Im ZDI-Blog-Beitrag wird die Schwachstelle detaillierter beschrieben. Microsoft Exchange erstellt zwei Websites in IIS, ein Frontend und ein Backend.
- Frontend: Dies ist die Standard-Website, die die Ports 80 für HTTP und 443 für HTTPS überwacht und mit der sich alle Clients für den Webzugriff (OWA, ECP) sowie nach außen gerichtete Webdienste verbinden.
- Backend: Das "Exchange Back End" überwacht die Ports 81 für HTTP und 444 für HTTPS.

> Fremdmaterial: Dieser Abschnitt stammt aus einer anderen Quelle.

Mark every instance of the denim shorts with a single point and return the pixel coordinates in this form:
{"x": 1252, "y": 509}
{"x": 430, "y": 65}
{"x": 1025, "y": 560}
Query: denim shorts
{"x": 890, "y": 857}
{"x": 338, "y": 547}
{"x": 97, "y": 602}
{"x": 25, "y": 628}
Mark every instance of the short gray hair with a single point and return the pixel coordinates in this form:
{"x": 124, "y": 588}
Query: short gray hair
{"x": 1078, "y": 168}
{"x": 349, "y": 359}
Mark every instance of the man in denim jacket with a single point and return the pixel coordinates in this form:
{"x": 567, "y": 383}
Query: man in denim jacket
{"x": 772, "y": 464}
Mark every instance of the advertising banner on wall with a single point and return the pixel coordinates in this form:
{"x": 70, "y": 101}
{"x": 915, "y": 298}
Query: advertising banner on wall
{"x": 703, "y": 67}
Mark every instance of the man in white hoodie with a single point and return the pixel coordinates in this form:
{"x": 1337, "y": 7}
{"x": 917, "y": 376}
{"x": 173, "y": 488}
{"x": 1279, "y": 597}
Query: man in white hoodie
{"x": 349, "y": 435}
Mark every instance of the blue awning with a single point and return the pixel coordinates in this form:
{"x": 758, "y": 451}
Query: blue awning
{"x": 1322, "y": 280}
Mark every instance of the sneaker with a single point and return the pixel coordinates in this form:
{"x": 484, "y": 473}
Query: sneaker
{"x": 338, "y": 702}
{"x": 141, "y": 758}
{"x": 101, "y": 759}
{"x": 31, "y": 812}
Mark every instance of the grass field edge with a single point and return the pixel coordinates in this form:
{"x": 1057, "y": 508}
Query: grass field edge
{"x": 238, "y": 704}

Das Frontend fungiert als Proxy, welches Anfragen an das Backend weiter reicht. Um den Zugriff zu ermöglichen, der eine Formularauthentifizierung erfordert, stellt das Frontend Seiten wie /owa/auth/logon.aspx zur Authentifizierung bereit. Bei allen Anfragen nach der Authentifizierung besteht die Hauptaufgabe des Frontends darin, die Anfragen neu zu verpacken und sie an die entsprechenden Endpunkte auf der Exchange-Backend-Site weiterzuleiten. Anschließend sammelt es die Antworten vom Back-End und leitet sie an den Client weiter.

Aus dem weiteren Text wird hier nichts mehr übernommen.